Numéro 15 régional

Empêchons-les !

Depuis le 2 septembre, se tient le procès dit des « viols de Mazan ». Cinquante-trois accusés ont été identifiés sur les 83 hommes qui pendant plus de dix ans ont violé Gisèle Pélicot, soumise chimiquement par son mari. 83 hommes que la société patriarcale range dans la catégorie des monstres ou des malades mentaux, alors qu’ils ne représentent que la banalité d’un mâle présent dans toutes les classes sociales. Ceux qui ont répondu à cette annonce postée sur un site libertin sont les mille visages de cette France qui viole, dans une impunité totale. Ils ont entre 26 et 73 ans ; ils sont menuisier, militaire, informaticien, infirmier, pompier. Beaucoup sont en couple, bien « insérés », considérés comme de bons voisins ou de bons pères de famille. À la barre, si certains reconnaissent avoir violé, la plupart d’entre eux contestent avoir eu l’intention de le faire, ou disent l’avoir fait pour « faire plaisir au couple » ou « ne pas réfléchir dans ce genre de moment ». D’autres nient tout simplement, malgré les vidéos. Et parmi les hommes recrutés sur internet qui ont refusé d’avoir des relations sexuelles avec une femme inconsciente, aucun d’entre eux n’a levé le petit doigt pour faire cesser cette horreur.
Ce procès a mis sous le feu des projecteurs le « viol d’opportunité » – « Je n’avais pas prévu cette situation mais bon, maintenant que j’y suis… ». Pourra-t-il ainsi faire exploser à la face du pays toutes ces violences ordinaires vécues dans l’intimité des foyers, où l’absence de consentement ne suffit pas encore à caractériser le viol ? Ou est-on encore loin du procès des violences systémiques envers les femmes, de la culture du viol, d’un patriarcat encore solidement ancré ?

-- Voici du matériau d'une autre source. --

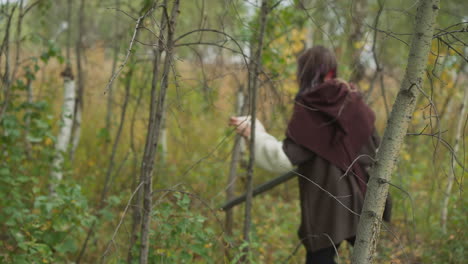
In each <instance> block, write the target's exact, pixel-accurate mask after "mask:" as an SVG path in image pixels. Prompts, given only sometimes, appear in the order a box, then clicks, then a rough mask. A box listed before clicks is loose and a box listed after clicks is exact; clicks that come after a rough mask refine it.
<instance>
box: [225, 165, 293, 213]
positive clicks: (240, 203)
mask: <svg viewBox="0 0 468 264" xmlns="http://www.w3.org/2000/svg"><path fill="white" fill-rule="evenodd" d="M296 175H297V172H295V171H290V172H287V173H285V174H283V175H281V176H278V177H276V178H274V179H273V180H270V181H267V182H265V183H263V184H261V185H259V186H257V187H256V188H255V189H254V190H253V197H255V196H257V195H259V194H261V193H264V192H266V191H268V190H271V189H273V188H274V187H276V186H277V185H279V184H281V183H283V182H287V181H289V180H290V179H292V178H294V177H295V176H296ZM246 196H247V195H246V194H245V193H244V194H242V195H241V196H238V197H236V198H234V199H232V200H229V201H227V202H226V203H224V204H223V205H222V206H221V207H220V209H221V210H224V211H226V210H229V209H231V208H232V207H234V206H236V205H238V204H241V203H243V202H245V199H246Z"/></svg>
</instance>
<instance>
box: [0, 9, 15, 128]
mask: <svg viewBox="0 0 468 264" xmlns="http://www.w3.org/2000/svg"><path fill="white" fill-rule="evenodd" d="M16 7H17V5H14V6H13V8H12V9H11V13H10V15H9V16H8V20H7V23H6V26H5V27H6V28H5V36H4V38H3V42H2V45H1V46H0V63H1V62H2V61H1V59H2V53H5V66H4V72H3V76H2V87H1V88H2V90H3V102H2V105H1V106H0V121H1V120H2V119H3V116H4V115H5V113H6V111H7V108H8V103H9V100H10V88H11V76H10V43H9V42H10V29H11V20H12V18H13V15H14V14H15V10H16Z"/></svg>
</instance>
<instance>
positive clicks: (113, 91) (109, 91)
mask: <svg viewBox="0 0 468 264" xmlns="http://www.w3.org/2000/svg"><path fill="white" fill-rule="evenodd" d="M115 6H116V8H117V9H120V0H115ZM119 21H120V17H119V14H118V12H115V21H114V23H115V28H114V31H115V32H114V33H115V37H116V38H117V39H119V38H120V37H119V35H120V34H119V29H120V24H119ZM119 50H120V45H119V42H118V41H115V42H114V56H113V59H112V70H111V76H113V75H114V74H115V71H116V69H117V62H118V60H119ZM112 86H113V83H112V84H111V86H110V87H109V93H108V94H107V113H106V130H107V133H109V134H110V131H111V127H112V108H113V100H114V96H113V93H114V91H113V89H112ZM106 145H107V143H106Z"/></svg>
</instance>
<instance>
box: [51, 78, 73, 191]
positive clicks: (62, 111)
mask: <svg viewBox="0 0 468 264" xmlns="http://www.w3.org/2000/svg"><path fill="white" fill-rule="evenodd" d="M74 110H75V81H74V80H73V77H71V76H64V94H63V107H62V114H61V116H60V130H59V134H58V136H57V142H56V144H55V156H54V160H53V162H52V166H53V167H52V173H51V176H52V178H53V179H55V180H57V181H60V180H62V178H63V161H64V154H65V153H66V151H67V148H68V145H69V144H70V137H71V132H72V126H73V112H74ZM51 190H52V192H53V187H52V188H51Z"/></svg>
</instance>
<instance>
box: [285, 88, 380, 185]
mask: <svg viewBox="0 0 468 264" xmlns="http://www.w3.org/2000/svg"><path fill="white" fill-rule="evenodd" d="M374 121H375V115H374V112H373V111H372V110H371V109H370V108H369V107H368V106H367V105H366V104H365V103H364V102H363V100H362V97H361V95H360V93H358V92H357V89H356V88H355V87H354V85H352V84H347V83H345V82H342V81H339V80H336V79H333V80H329V81H326V82H324V83H321V84H319V85H317V86H316V87H314V88H313V89H312V90H311V91H309V92H307V93H304V94H302V95H301V96H300V97H299V98H296V103H295V105H294V112H293V116H292V118H291V120H290V121H289V124H288V129H287V132H286V136H287V137H289V138H291V139H292V140H294V142H296V143H297V144H299V145H301V146H303V147H305V148H307V149H309V150H310V151H312V152H314V153H315V154H317V155H319V156H320V157H322V158H323V159H325V160H327V161H329V162H330V163H332V164H333V165H335V166H336V167H338V168H340V169H342V170H343V171H350V172H352V174H354V175H355V176H357V177H358V183H359V186H360V188H361V191H362V192H363V193H364V192H365V186H366V177H365V175H364V171H363V170H362V168H361V167H360V166H359V164H358V163H356V162H354V160H355V159H356V158H357V157H358V156H359V155H358V153H359V151H360V150H361V148H362V146H363V145H364V144H365V143H366V141H367V140H368V139H369V137H370V136H371V135H372V133H373V132H374ZM349 167H351V168H350V170H348V168H349Z"/></svg>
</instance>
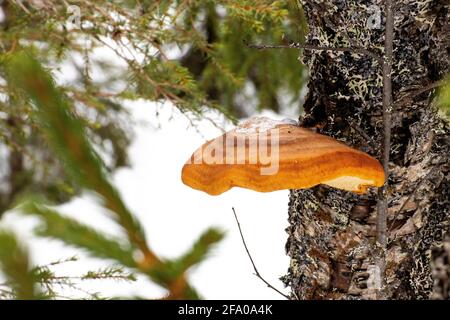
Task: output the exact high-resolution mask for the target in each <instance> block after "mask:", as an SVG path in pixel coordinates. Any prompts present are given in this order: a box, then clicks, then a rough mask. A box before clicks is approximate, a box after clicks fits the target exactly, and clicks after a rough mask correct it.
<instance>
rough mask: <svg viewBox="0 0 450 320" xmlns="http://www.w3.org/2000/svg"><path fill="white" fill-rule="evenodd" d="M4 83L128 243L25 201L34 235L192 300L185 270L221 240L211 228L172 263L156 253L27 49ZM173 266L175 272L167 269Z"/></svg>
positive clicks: (171, 296) (22, 52) (80, 131)
mask: <svg viewBox="0 0 450 320" xmlns="http://www.w3.org/2000/svg"><path fill="white" fill-rule="evenodd" d="M6 75H7V80H8V85H10V86H14V87H15V88H18V89H19V91H21V92H20V93H21V94H22V95H24V97H25V98H26V99H29V100H30V101H31V102H32V104H33V105H34V107H35V110H34V116H35V117H36V120H37V123H38V124H39V125H40V126H41V127H42V128H43V131H44V132H45V134H46V138H47V139H48V141H49V144H50V146H52V147H53V148H54V150H55V152H56V154H57V155H58V156H59V157H60V160H61V161H62V162H63V164H64V168H65V169H66V172H67V173H68V175H69V176H70V177H71V178H72V179H73V180H74V181H75V182H76V183H78V184H79V185H81V186H82V187H84V188H85V189H88V190H90V191H93V192H95V193H96V194H97V195H98V196H99V197H100V198H101V199H102V200H103V204H104V206H105V207H106V208H107V209H109V212H110V214H111V217H112V218H113V219H114V221H116V222H117V223H118V224H119V225H120V226H121V227H122V229H123V230H124V231H125V233H126V235H127V240H128V243H126V244H124V243H120V241H118V240H114V239H112V238H110V237H107V236H104V235H102V234H101V233H99V232H97V231H96V230H94V229H92V228H90V227H87V226H85V225H83V224H80V223H78V222H76V221H75V220H73V219H69V218H65V217H63V216H62V215H60V214H59V213H57V212H56V211H54V210H51V209H50V208H48V207H45V206H41V205H37V204H26V205H24V206H23V209H24V210H25V211H27V213H28V214H33V215H37V216H39V217H40V218H41V219H42V220H43V221H44V222H45V223H44V226H42V227H41V229H40V230H38V234H40V235H41V236H45V237H52V238H57V239H60V240H62V241H64V242H65V243H67V244H69V245H74V246H77V247H79V248H82V249H84V250H87V251H88V252H89V253H91V254H92V255H93V256H97V257H100V258H104V259H114V260H116V261H118V262H119V263H121V264H123V265H124V266H127V267H130V268H134V269H136V270H138V271H140V272H142V273H143V274H146V275H147V276H148V277H149V278H150V279H151V280H152V281H154V282H156V283H157V284H159V285H161V286H162V287H164V288H166V289H167V290H168V291H169V295H168V298H170V299H180V298H188V299H196V298H199V295H198V294H197V292H196V291H195V289H194V288H193V287H192V286H191V285H190V284H189V283H188V281H187V279H186V276H185V270H186V269H187V268H189V267H191V266H192V265H194V264H196V263H199V262H201V260H203V258H204V257H205V256H206V254H207V252H208V251H209V248H210V246H211V245H213V244H214V243H216V242H218V241H219V240H221V239H222V236H223V235H222V234H221V233H220V232H219V231H217V230H214V229H212V230H209V231H207V232H206V233H205V234H204V235H203V236H202V237H200V239H199V241H198V242H196V243H195V244H194V247H193V249H192V251H191V252H190V253H189V254H187V255H185V256H184V257H182V258H181V259H180V260H179V261H178V263H174V262H173V261H166V260H164V259H162V258H160V257H159V256H157V255H156V254H155V253H154V252H153V251H152V250H151V249H150V247H149V246H148V244H147V242H146V237H145V233H144V230H143V228H142V227H141V225H140V223H139V221H138V220H137V219H136V218H135V217H134V215H133V214H132V213H131V211H130V210H129V209H128V208H127V206H126V205H125V203H124V202H123V200H122V198H121V196H120V194H119V192H118V191H117V190H116V188H115V187H114V186H113V185H112V184H111V183H110V181H109V179H108V176H107V174H106V169H105V165H104V163H103V162H102V161H101V159H100V157H99V156H98V155H97V153H96V152H95V151H94V149H93V147H92V145H91V143H90V141H89V139H88V138H87V135H86V133H85V131H84V126H83V123H82V122H81V120H80V119H78V118H77V116H76V115H75V114H74V108H73V107H72V106H71V105H70V103H69V102H68V99H67V98H66V97H65V96H64V95H63V93H62V92H61V90H60V89H59V88H57V87H56V85H55V83H54V81H53V78H52V76H51V75H50V73H49V72H47V71H46V70H45V69H44V68H43V67H42V66H41V65H40V63H39V62H38V61H37V60H36V59H35V58H33V56H32V55H31V53H30V52H19V53H16V54H14V55H12V56H11V57H9V58H8V60H7V63H6ZM175 265H177V269H176V271H177V272H175V273H170V272H168V271H170V270H173V269H174V268H173V266H175Z"/></svg>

Dans tous les cas, en demandant un procès public, le courage de cette femme qui veut « faire changer la honte de camp » est immense. Elle nous permet de voir le fonctionnement de la justice, la violence des confrontations, les stratégies de déstabilisation et les arguments obscènes des avocats de la défense. À l’ouverture du procès, pancartes et cris de soutien accueillent Gisèle Pélicot. « Tu n’es pas seule ! », scandent les 3500 personnes présentes devant le tribunal. Car oui, une grande majorité de femmes vivent ou ont vécu des violences masculines, qu’elles soient sexuelles, physiques ou psychologiques. Mais il ne s’agirait pas de transformer Gisèle Pélicot en icône et ainsi d’éclipser toutes les femmes agressées et violées qui n’ont pas coché les cases de la « bonne victime » : avoir des preuves indiscutables et des traces de violences physiques, avoir une tenue et des « mœurs » irréprochables, porter plainte rapidement… Car aujourd’hui encore, l’écrasante majorité des viols n’aboutit à aucune enquête ni aucune condamnation, et sont en très grande partie commis par un proche – dans 90 % des cas. Si l’on ajoute que des milliers de femmes ne portent pas plainte, que les poursuites sont souvent abandonnées dès le départ, et que lorsqu’il y a procès il aboutit à un classement sans suite dans 94 % des cas… alors on peut dire qu’en France, les viols ne sont pas punis par les tribunaux. Le procès de Mazan n’est donc qu’une exception à cette règle sordide.

Évidemment il n’y a rien à attendre des médias dominants, allergiques au féminisme, lui préférant la pensée grotesque d’une Caroline Fourest qui déblatère contre MeToo sur tous les plateaux télé. Et face à ce gouvernement réactionnaire et fascisant, dans lequel les macronistes ont choisi de s’allier à des homophobes et des racistes, on ne pourra compter que sur un mouvement féministe populaire, qui doit continuer de s’armer pour dynamiter ce vieux monde. Et finir par lui couper les couilles.
En attendant, que ce soit par la force physique, par la parole ou par les tribunaux, il n’y a qu’une chose qui nous vienne en tête pour s’opposer aux hommes violents et qui s’adresse à chacun·e d’entre nous : peu importent les moyens, empêchons-les.